Приехал Петр Богатырев[109] с немецкой походкой. Живем вместе, очень милый середняк.
К Вам приедет, если разрешите, в понедельник[110].
От жены писем нет.
Говорят, она похудела.
Не понимаю, зачем мучат бедных животных?
Какой сволочи надо, чтобы я был несчастлив.
Пока скучно. Привет всем всем.
Дука, дорогой, я хочу писать.
Найдите человека, который купил бы меня.
Мне нужен минимальный уход, как козе, я буду давать шерсть, молоко и м<е>кать даром.
Эх.
В баню, например, тоже нужно ходить. А для чего жить, невозможно понять.
А я напишу повесть «Шеповалый», это из гимназического бытования. Сценка: двое, еврей и русский (мальчики), подрались. На еврее (фамилия его Хаст) расстегнулась куртка, он снял ее. На рубашку его одета жилетка с цветочками, для тепла. А которые русские, те такой не носят, ни одному из них не придет в голову одеть такую жилетку, и они смотрят на него с осуждением, и он им чужой.
Не знаю, понятно ли?
Или как гимназист подложил под ножки кровати, на которой лежал с женщиной, учебники, чтобы не шуметь, и протер насквозь толстый латинский словарь.
Это легенда.
Целую Вас
Виктор.
Дано 10 ноября в Берлинове.
14 <Конец октября – ноябрь 1922 года>
Дорогой Алексей Максимович.
Получил письмо из России. Там сравнительно благополучно, за женой ухаживают все, даже чистильщики сапог. Может быть, она сможет приехать[111]. Брата моего Владимира[112] сослали в Архангельск. Изумительные сволочи.
Приеду к Вам на днях.
О журнале говорил с П. П. К.[113]
Нам все равно, кто издаст, только бы покрепче.
У меня к Вам просьба.
Меня разыскала в Берлине моя ученица, Эмилия Эмануиловна Летауер, 21 года, студентка Петр<оградского>университета и Института истории искусств. У нее были хорошие работы по Толстому. Сейчас ее здесь не принимают в Университет. Не можете ли Вы написать записку какому-нибудь министру Народ.
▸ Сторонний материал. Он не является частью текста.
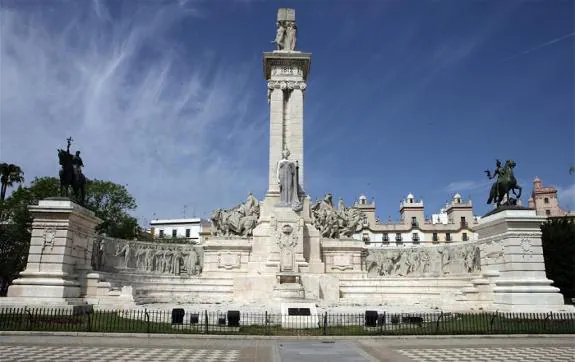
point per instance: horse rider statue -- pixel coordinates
(71, 173)
(505, 183)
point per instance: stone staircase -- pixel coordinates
(155, 288)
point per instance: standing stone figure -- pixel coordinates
(290, 38)
(287, 178)
(280, 36)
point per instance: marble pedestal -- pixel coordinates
(59, 258)
(510, 242)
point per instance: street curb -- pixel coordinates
(255, 337)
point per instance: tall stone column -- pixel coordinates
(286, 73)
(276, 100)
(295, 126)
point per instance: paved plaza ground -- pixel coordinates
(24, 347)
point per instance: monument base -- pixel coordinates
(510, 243)
(59, 257)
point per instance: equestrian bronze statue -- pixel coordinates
(505, 183)
(71, 173)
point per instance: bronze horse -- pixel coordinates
(506, 182)
(69, 178)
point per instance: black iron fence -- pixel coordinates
(326, 324)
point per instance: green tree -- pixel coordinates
(9, 175)
(559, 254)
(111, 203)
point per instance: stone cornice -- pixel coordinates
(277, 84)
(286, 59)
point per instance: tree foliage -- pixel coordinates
(559, 253)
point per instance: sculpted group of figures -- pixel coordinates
(112, 254)
(424, 261)
(334, 223)
(239, 220)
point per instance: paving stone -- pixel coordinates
(29, 353)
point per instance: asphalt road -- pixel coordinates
(115, 348)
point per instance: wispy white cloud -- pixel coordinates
(463, 186)
(543, 45)
(171, 126)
Просвещения или какому иному Эйнштейну, что девочка талантливая и что ей работать очень нужно.
Я же хожу по Берлину небритым. Роман[114] кутит так, что даже жутко. Он запивает мыслью.
Вижу Маяковского[115]. В России, очевидно, здорово плохо. Ну что ныть.
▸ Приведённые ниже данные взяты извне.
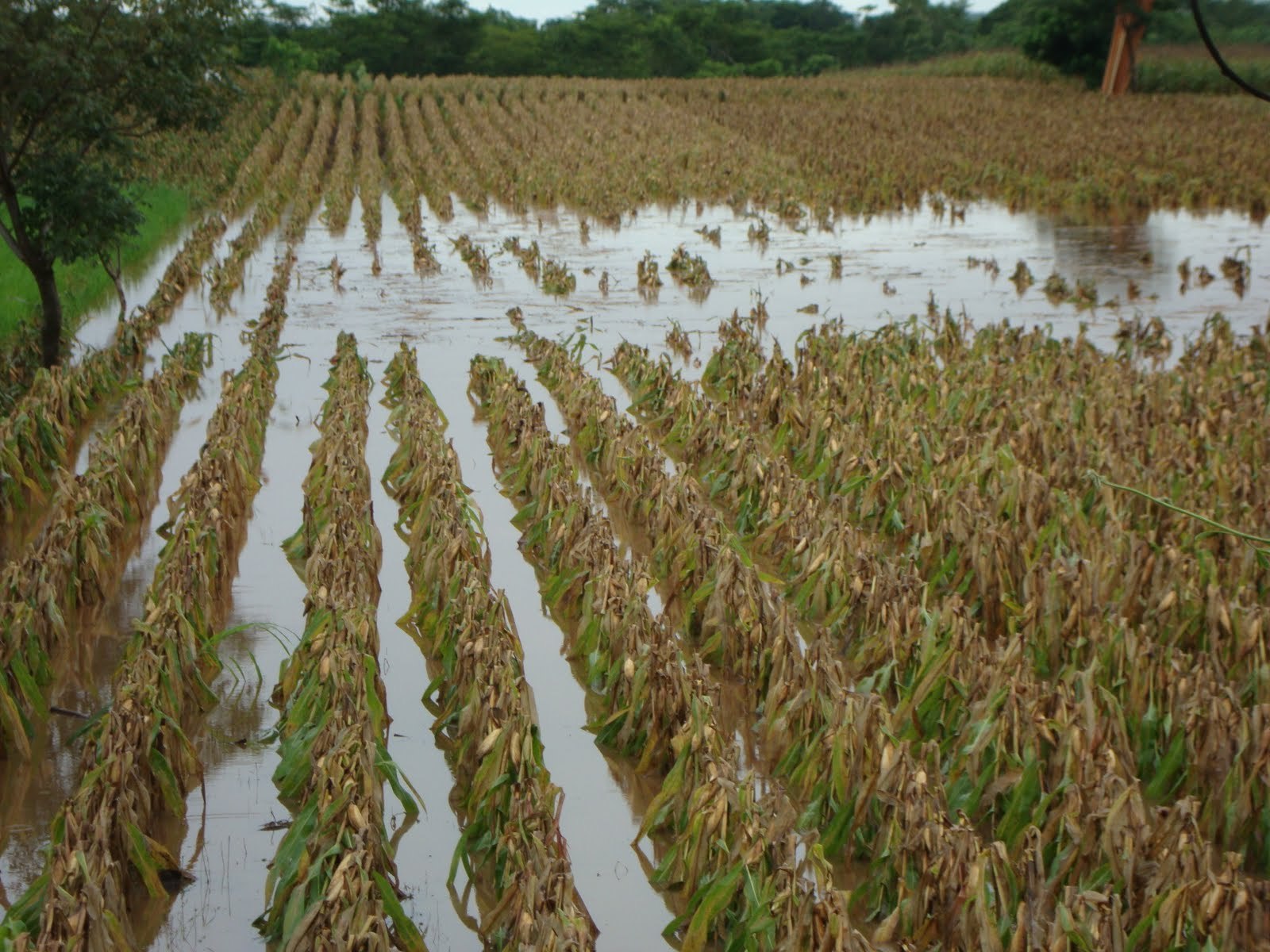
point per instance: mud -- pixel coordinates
(450, 317)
Серапионы, кажется, опять повеселели. Это Ладыжников[116].
Виктор.
Мой адрес: Kleiststrasse, 11.
15 <14 февраля 1923 года>
Дорогой Алексей Максимович.
Через «Эпоху» и по Максиму увидал, что в Саарове меня хотят высечь[117].
Сообщаю следующее.
В истории с Рафаловичем[118] я, конечно, не прав.
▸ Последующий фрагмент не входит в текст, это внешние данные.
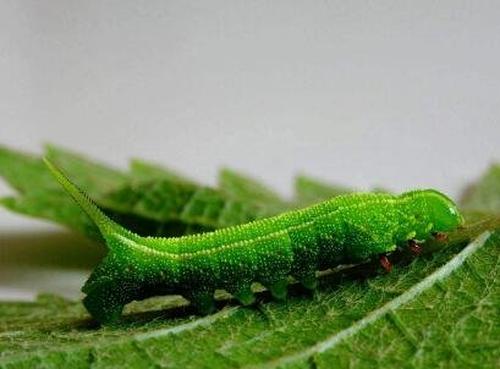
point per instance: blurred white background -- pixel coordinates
(394, 93)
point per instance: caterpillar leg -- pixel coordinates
(414, 247)
(106, 300)
(309, 281)
(245, 295)
(385, 263)
(440, 236)
(202, 301)
(279, 289)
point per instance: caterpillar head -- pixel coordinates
(441, 213)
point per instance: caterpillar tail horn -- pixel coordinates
(108, 289)
(105, 225)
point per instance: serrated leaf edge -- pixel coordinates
(333, 340)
Причина скандала следующая: у меня температура была 82,61 (номер одного телефона).
Одним словом, я влюблен, очень в любви несчастен, и как вылезу из этой истории, не знаю[119].
Прошу себе моратория на две недели.
Рафалович же бездарь ужасная, сверхъестественная, и я это знаю наверняка, и мораторий даже на два года ему не поможет.
Мне очень тяжело и больно ссориться с Вами, с Ходасевичем; хотя он в данном случае и прав, конечно, все<-таки> я поссорюсь.
Разная кровь.
Предположим, его лучше, а у меня больше.
Думаю, что журналу вся эта история не помешает, тем более, что на берлинском рынке я величина сравнительно незначительная и довольно легко ликвидируемая.
Если я компрометирую каких-либо профессоров, то я уйду к себе в ОПОЯЗ, где мне тепло, уютно, где я никого не компрометирую.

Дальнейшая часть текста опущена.